PISA – La situazione comincia a farsi seria, alla quinta di campionato con 3 partite giocate in trasferta e due in casa i gialloblu sono riusciti ad ottenere solo 2 punti, frutto di 2 pareggi maturati nelle partite casalinghe. La nota positiva è che l’imbattibilità sul campo Cus fa ben sperare per il girone di ritorno, ma per salvarsi senza troppi patemi bisogna fare di più. L’avversario di sabato era l’H. Cernusco, distante solo 2 punti in classifica, l’occasione era ghiotta per poter dare una sterzata al campionato ma la sensazione è che i ragazzi di Miccoli abbiano avuto quasi paura di vincere.

PRIMO TEMPO – Assenti Del Carratore e Fiorentini l’attacco è rimaneggiato ma il resto del team è al gran completo e consapevole di dover fare un match di livello per portare a casa i 3 punti. Ma a partire forte sono i lombardi che pressano fin dall’inizio la retroguardia gialloblu impedendo di far arrivare palla a centrocampo e al 5’ Moro è bravo a intercettare un prevedibile passaggio indirizzato a nessuno e a servire l’attaccante olandese che si fa beffe dei difensori cussini e sigla l’1-0. E’ una vera e propria doccia fredda ma da questo momento in poi in campo c’è solo il Cus Pisa. L’unica azione degna di nota si sviluppa su corner corto (l’ennesimo) quando Pedreschi colpisce in pieno il palo su variante. Si va al riposo col Cernusco in vantaggio.

SECONDO TEMPO – Si riparte e la musica non cambia, Cus Pisa proiettato in avanti e avversari in balia delle sfuriate gialloblu. Ma il gol non arriva. A 10’ dal termine ci sarebbe la grande opportunità per pareggiare ma su un rigore gentilmente concesso dall’arbitro la palla vola un metro alla destra di Francesconi. La frittata sembra fatta ma a 3’ dal triplice fischio è capitan Giorgi ad evitare la disfatta infilando a fil di palo un tiro di corner corto. Non succede più niente, finisce 1-1.

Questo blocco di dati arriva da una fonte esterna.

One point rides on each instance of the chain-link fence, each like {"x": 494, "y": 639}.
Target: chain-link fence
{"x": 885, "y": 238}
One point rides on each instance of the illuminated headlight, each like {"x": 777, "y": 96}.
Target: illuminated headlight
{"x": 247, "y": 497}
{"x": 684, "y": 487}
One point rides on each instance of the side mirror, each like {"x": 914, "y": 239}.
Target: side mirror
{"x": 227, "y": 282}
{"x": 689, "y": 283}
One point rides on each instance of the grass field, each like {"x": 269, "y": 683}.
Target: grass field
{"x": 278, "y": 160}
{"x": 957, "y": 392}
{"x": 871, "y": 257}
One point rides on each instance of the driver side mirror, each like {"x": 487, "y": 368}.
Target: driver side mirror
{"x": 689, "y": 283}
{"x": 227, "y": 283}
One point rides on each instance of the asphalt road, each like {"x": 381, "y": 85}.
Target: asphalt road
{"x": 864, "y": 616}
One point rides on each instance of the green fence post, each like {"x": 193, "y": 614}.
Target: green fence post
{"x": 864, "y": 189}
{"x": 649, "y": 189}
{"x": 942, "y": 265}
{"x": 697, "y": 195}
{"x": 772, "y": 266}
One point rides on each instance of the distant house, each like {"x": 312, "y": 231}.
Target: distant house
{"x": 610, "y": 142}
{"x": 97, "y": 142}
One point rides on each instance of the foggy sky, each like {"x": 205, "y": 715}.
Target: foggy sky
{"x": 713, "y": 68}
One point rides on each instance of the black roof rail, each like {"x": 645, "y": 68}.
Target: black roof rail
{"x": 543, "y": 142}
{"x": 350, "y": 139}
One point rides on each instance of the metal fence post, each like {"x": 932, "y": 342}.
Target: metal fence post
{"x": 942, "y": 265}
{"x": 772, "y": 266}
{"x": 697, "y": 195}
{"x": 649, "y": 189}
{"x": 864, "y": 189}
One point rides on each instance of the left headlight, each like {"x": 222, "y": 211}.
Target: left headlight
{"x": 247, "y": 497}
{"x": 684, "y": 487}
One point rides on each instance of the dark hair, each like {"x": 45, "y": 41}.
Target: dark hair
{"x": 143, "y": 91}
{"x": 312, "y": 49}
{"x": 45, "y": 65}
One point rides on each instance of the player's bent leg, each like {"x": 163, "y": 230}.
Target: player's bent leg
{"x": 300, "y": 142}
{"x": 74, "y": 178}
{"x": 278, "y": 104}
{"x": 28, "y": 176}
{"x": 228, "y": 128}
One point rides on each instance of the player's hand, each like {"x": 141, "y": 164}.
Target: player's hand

COMMENTO – Ora non si può più sbagliare: il margine di errore è diventato sottilissimo e per salvarsi bisogna salire ancora di un gradino. Il Cus Pisa sembra essere incapace di gestire la pressione dei match casalinghi mentre in trasferta è più spavaldo ma si sa, il fattore casa c’è anche per gli avversari che riescono a sfruttarlo sicuramente meglio dei pisani. Sabato prossimo arriva l’Usd Moncalvese in Via Chiarugi, sperando in un cambio di mentalità che potrebbe salvare un girone di andata fin qui deludente.